Page 1 of 1
CompareMemory 4*as fast as PB´s ;)
Posted: Sun Oct 16, 2005 8:03 pm
by Franky
Run it without debugger, else it takes very long
Code: Select all
Procedure O_CompareMemory(wert1.l,wert2.l,l.l)
;Erstmal die Werte in Eax und Ebx setzen
MOV eax,wert2
MOV ebx,wert1
;dann die länge in ECX und EDX laden
MOV ecx,l
;EDX erhält den wert von EDX%4
MOV edx,l
Or edx,-4
XOR edx,-4
;ECX wird durch 4 geteilt
SAR ecx,2
;Um ne endlosschleife zu verhindern, gucken ob ecx=0, dann direkt zum EDX-Part springen
CMP ecx,0
JE l_o_cm_middle
;Wenn ecx>0, wird immer Longweise, also 4 Byte auf einmal verglichen
O_CM_Begin:
MOV edi,DWord[eax]
CMP edi,DWord[ebx]
JNE l_o_cm_unlike
ADD eax,4
ADD ebx,4
DEC ecx
JNZ l_o_cm_begin
o_cm_middle:
;Direkt weg, wenn net Modulo 4
CMP edx,0
JE l_o_cm_is
MOV ecx,0
;Hier werden die übrigen bis zu 3 Byte einzeln verglichen
O_CM_Begin_B:
MOV cl,byte[eax]
CMP cl,byte[ebx]
JNE l_o_cm_unlike
INC eax
INC ebx
DEC edx
JNZ l_o_cm_begin_b
O_cm_is:
ProcedureReturn 1
O_CM_Unlike:
ProcedureReturn 0
EndProcedure
And a little example
Code: Select all
;Test 1 228 Byte
text1.s="Das ist ein seehr langer text mit etwa 200 Zeichen, ok, noch nicht ganz, kann aber bald was werden, wenn ich nur lange mit dem Tippen von Buchstaben in dieses Fenster fortfahre und mir nicht einreden lasse, das mache keinen Sinn"

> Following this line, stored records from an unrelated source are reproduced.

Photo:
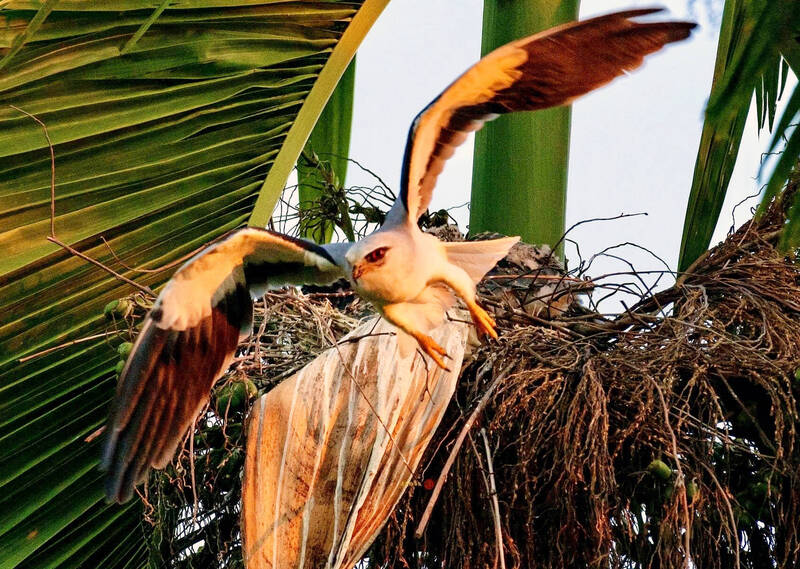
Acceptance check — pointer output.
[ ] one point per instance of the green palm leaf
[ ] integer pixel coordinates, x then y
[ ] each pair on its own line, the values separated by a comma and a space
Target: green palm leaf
166, 120
757, 45
512, 196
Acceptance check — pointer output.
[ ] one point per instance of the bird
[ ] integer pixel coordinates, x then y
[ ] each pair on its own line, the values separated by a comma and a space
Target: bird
190, 335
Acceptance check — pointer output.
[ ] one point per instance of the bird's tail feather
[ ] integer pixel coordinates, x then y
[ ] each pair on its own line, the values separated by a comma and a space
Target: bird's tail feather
478, 257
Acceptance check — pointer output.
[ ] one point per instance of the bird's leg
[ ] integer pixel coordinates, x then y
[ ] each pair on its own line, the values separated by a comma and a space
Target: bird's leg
394, 313
462, 285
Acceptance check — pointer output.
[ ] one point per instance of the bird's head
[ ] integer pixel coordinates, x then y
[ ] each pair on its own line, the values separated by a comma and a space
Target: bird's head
368, 260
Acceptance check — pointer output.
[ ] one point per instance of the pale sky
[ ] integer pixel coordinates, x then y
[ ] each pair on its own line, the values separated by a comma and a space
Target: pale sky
634, 142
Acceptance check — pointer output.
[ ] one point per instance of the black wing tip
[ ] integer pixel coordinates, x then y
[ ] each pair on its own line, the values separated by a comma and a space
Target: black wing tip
302, 243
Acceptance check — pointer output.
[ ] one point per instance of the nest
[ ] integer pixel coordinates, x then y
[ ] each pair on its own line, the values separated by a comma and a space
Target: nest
665, 434
639, 440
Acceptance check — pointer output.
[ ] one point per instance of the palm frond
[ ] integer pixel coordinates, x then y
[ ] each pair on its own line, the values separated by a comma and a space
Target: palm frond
165, 122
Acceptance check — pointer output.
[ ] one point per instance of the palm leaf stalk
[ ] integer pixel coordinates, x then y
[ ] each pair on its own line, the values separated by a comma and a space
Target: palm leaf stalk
165, 122
330, 143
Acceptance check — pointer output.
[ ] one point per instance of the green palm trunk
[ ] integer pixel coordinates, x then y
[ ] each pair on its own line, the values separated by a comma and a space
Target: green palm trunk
519, 177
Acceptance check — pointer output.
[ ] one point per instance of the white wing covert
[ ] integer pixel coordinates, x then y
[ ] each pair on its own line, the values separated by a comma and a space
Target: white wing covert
544, 70
188, 340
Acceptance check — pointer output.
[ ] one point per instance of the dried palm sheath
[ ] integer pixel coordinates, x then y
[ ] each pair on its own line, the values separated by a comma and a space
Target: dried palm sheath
323, 471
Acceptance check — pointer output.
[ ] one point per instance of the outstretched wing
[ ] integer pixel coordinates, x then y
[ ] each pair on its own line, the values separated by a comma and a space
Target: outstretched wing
548, 69
188, 340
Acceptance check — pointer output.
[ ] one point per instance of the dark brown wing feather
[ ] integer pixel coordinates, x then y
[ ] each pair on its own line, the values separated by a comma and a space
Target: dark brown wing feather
163, 387
187, 342
548, 69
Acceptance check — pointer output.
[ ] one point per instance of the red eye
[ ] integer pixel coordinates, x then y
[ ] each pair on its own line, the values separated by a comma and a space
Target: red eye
376, 255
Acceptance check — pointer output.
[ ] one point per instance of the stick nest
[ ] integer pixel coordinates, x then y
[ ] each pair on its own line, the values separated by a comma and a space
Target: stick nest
667, 433
636, 440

text2.s="Das ist ein seehr langer text mit etwa 200 Zeichen, ok, noch nicht ganz, kann aber bald was werden, wenn ich nur lange mit dem Tippen von Buchstaben in dieses Fenster fortfahre und mir nicht einreden lasse, das mache keinen Sinn"
x=GetTickCount_()
For a=1 To 100000
l1=CompareMemory(text1,text2,228)
Next
x2=GetTickCount_()
For a=1 To 100000
l2=o_CompareMemory(@text1,@text2,228)
Next
MessageRequester("Ergebnis:","1.) "+Str(x2-x)+" , "+Str(l1)+Chr(13)+"2.) "+Str(GetTickCount_()-x2)+" , "+Str(l2))
;Test 2, 400 kb
adra=AllocateMemory(400003)
adrb=AllocateMemory(400003)
For a=0 To 400002
PokeB(adra+a,Random(255))
Next
CopyMemory(adra,adrb,400003)
PokeB(adra+400002,19)
x=GetTickCount_()
For a=1 To 10000
l1=CompareMemory(adra,adrb,400003)
Next
x2=GetTickCount_()
For a=1 To 10000
l2=o_CompareMemory(adra,adrb,400003)
Next
MessageRequester("Ergebnis:","1.) "+Str(x2-x)+" , "+Str(l1)+Chr(13)+"2.) "+Str(GetTickCount_()-x2)+" , "+Str(l2))

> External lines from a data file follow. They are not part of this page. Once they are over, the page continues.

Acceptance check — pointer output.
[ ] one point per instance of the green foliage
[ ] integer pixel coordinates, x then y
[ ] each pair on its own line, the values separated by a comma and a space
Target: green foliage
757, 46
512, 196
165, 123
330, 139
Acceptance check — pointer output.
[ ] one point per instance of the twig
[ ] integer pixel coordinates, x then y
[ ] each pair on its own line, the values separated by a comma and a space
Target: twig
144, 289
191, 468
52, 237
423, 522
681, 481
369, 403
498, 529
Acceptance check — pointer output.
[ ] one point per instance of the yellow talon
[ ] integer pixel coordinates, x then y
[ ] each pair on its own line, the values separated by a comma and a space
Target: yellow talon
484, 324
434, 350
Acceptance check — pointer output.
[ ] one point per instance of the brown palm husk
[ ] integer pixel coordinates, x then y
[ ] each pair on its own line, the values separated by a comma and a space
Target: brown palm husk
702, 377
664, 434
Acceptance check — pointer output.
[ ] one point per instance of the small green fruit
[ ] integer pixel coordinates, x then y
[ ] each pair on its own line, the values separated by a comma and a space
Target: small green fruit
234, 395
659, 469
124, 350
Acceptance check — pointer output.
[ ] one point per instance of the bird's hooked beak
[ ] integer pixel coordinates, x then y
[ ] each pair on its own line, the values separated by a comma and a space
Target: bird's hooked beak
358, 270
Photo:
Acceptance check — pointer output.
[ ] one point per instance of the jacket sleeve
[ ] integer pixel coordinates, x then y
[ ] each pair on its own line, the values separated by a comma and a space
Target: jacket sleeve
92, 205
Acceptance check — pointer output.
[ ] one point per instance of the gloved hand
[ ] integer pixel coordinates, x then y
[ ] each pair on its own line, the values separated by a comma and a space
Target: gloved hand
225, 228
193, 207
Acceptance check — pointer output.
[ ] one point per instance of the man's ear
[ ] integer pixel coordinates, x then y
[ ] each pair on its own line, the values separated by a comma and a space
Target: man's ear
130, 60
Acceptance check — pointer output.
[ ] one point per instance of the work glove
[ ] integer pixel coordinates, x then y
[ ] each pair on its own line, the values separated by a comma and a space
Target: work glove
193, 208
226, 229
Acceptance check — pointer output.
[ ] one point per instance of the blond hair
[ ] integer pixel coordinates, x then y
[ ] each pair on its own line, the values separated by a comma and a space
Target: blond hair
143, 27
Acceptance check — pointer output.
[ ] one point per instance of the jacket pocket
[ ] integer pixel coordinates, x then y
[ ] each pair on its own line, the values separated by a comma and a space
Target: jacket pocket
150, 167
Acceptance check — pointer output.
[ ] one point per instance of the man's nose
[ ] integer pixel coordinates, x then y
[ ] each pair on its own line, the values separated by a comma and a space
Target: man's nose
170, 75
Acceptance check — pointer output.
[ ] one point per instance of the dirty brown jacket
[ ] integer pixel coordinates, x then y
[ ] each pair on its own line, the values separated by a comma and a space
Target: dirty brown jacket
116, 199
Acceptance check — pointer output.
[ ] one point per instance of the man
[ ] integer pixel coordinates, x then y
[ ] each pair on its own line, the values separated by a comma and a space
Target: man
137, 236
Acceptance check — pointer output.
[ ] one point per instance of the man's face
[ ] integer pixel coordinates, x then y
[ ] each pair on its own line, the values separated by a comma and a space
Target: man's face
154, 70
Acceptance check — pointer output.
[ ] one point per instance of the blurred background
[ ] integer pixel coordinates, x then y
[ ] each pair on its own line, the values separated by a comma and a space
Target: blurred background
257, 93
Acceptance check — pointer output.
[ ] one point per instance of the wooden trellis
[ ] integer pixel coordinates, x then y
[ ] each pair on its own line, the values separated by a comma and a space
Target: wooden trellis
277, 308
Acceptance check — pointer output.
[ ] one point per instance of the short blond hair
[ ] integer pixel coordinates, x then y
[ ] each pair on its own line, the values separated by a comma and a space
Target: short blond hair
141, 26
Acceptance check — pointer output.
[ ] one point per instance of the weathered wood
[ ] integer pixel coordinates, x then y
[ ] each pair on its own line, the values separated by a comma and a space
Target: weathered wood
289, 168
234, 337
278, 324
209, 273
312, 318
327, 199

Sorry for the german comments, see my signature

Posted: Sun Oct 16, 2005 10:24 pm
by va!n
Nice work Franky! Here are my results
i added and used RandomSeed to get at every run the same strings to compare, used RandomSeed(23):
Test1: 180, 1 : 0, 1
Test2: 31906, 0 : 3469, 0
Coool!
Posted: Wed Oct 19, 2005 6:58 pm
by va!n
@franky:
just found this source (ASM)... maybe it may help you and possible faster!? just check it out...
http://www.codeproject.com/string/optimize_strings.asp
PB4 fix?
Posted: Tue Sep 11, 2007 9:32 pm
by Hi-Toro
Any asm coders know how to fix this for PB4? I get a syntax error on "XOR edx,-4" here, and a 4* speedup would be very useful indeed for my current project! Hopefully it's just that line, as it compiles without error if I comment that out...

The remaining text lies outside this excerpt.